Remiel iniziò a battere a terra la punta del proprio piede "Spalanca le ali."

"Cosa?"

"Fallo, e guarda."

Crowley, pur non capendo, fece come gli era stato detto. Aprì le proprie ali, che in un paio di secondi apparvero sulla propria schiena, ben chiuse dato che lo spazio nella stanza non era propriamente ampio.

"Vedi?"

Crowley voltò la testa dietro le proprie spalle, vedendo un ammasso di piume color grigio scuro, non più nero corvino.

"Vedo." rispose Crowley, atterrito.

Non voleva tornare su. Dov'era Aziraphale? Doveva cercarlo, doveva parlargli.

Crowley richiuse subito le ali, puntando verso la porta. Non poteva lasciare che una cosa del genere accadesse.

Dopo neanche un paio di passi, però, si sentì trattenere con decisione dal braccio dell'altro, le sue dita forti e ruvide sul suo polso.

"Devo vedere Aziraphale, lui non può restare qua sotto da solo."

"No, Raphael."

"Non chiamarmi con quel nome schifoso." Crowley cercò di colpire l'altro con la mano libera, senza successo.

"Ricordati che ho ancora dietro l'Acqua..."

"E quindi? Non sono un angelo, ora?"

"Ma lo sei del tutto? Forse è meglio non rischiare così tanto, sbaglio?"

"Non puoi portarmi lassù."

"Oh sì che posso."

Remiel tirò fuori da una tasca quello che sembrava un cellulare di ultima generazione, e fece squillare il telefono.

"Pronto? Ambriel, carissima, me lo riesci a creare un collegamento diretto? Sì? Grazie, ti adoro."

Crowley non ebbe nemmeno il tempo di aprire bocca che venne accecato da una luce bianca. Si sentì fischiare le orecchie per un paio di secondi.

No. Non era possibile.

"No no no no no no no..."

Si guardò attorno. Vide bianco, il bianco di un ufficio, una grande finestra che dava letteralmente sul mondo intero e null'altro.

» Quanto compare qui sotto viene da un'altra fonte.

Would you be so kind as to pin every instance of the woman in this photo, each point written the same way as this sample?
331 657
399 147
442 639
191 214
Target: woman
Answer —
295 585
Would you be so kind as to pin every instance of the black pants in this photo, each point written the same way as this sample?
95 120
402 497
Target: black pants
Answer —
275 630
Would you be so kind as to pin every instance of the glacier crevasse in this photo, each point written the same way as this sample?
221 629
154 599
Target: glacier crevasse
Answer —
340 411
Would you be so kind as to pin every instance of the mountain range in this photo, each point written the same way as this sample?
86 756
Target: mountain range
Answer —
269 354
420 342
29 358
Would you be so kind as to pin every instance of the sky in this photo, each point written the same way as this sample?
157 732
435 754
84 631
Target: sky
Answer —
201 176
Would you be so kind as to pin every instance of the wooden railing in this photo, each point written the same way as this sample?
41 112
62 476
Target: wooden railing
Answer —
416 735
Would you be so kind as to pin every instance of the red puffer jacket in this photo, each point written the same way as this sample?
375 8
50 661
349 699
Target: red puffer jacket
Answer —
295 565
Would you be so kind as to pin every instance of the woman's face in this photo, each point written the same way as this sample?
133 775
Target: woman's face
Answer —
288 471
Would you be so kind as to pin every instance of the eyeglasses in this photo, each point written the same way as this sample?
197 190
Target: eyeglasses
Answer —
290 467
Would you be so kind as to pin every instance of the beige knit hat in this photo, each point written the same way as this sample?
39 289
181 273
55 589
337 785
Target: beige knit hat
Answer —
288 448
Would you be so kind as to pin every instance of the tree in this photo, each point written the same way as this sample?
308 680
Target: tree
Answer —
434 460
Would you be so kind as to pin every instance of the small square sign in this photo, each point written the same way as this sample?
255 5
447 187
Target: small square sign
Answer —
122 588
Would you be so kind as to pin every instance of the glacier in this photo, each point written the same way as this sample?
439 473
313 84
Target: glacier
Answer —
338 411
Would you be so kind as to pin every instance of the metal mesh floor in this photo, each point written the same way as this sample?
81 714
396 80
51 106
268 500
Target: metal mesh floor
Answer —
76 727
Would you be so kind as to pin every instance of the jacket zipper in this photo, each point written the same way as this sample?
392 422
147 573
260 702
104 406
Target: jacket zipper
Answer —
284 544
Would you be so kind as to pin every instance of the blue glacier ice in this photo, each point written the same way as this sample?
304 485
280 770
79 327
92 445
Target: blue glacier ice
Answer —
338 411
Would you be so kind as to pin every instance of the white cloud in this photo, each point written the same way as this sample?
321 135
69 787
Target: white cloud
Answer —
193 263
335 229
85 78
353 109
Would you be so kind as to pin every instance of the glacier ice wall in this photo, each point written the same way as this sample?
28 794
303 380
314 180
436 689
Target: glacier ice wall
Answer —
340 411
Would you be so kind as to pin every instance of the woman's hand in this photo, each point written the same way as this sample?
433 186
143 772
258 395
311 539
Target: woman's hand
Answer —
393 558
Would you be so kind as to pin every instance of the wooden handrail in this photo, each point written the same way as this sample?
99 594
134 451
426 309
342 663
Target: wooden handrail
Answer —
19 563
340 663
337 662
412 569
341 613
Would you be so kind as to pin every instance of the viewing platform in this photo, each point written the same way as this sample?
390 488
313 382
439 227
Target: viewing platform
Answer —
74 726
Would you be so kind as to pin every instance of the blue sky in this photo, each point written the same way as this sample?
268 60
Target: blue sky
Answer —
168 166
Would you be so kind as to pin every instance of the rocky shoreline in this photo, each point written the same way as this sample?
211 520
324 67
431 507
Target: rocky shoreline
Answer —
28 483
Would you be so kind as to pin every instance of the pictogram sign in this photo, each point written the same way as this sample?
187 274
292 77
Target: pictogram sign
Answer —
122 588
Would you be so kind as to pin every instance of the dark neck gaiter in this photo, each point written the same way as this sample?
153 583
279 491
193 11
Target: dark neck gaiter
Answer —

Si sentì tremare le ginocchia, la gola secca. Davanti a sé, solo Remiel, una scrivania, e un angelo dai capelli biondi.

Sotto i suoi piedi, piastrelle candide.

Lo stomaco gli si attorcigliò su sé stesso. Aziraphale era giù, era solo, lo aveva lasciato da solo.

"Allora Raphael, adesso noi..."

Crowley fece qualche passo. Aveva la testa offuscata. Doveva andare via da quella stanza. Schivò Remiel, come non era riuscito a fare poco prima, e andò verso la porta. Non era giusto, no.

Non lì, lui non poteva stare lì.

Cadde sulle ginocchia prima di arrivare alla porta, e quando Remiel cercò di prenderlo per una spalla si scostò con un gesto rabbioso.

"Non toccarmi!"

Aziraphale era giù, da solo, al buio. E lui era di nuovo lì. Dove non voleva stare.

Sentì la testa pesante, credeva che avrebbe vomitato.

Si limitò a lanciare un urlo che spezzò la quiete di quel luogo tanto candido da fare paura.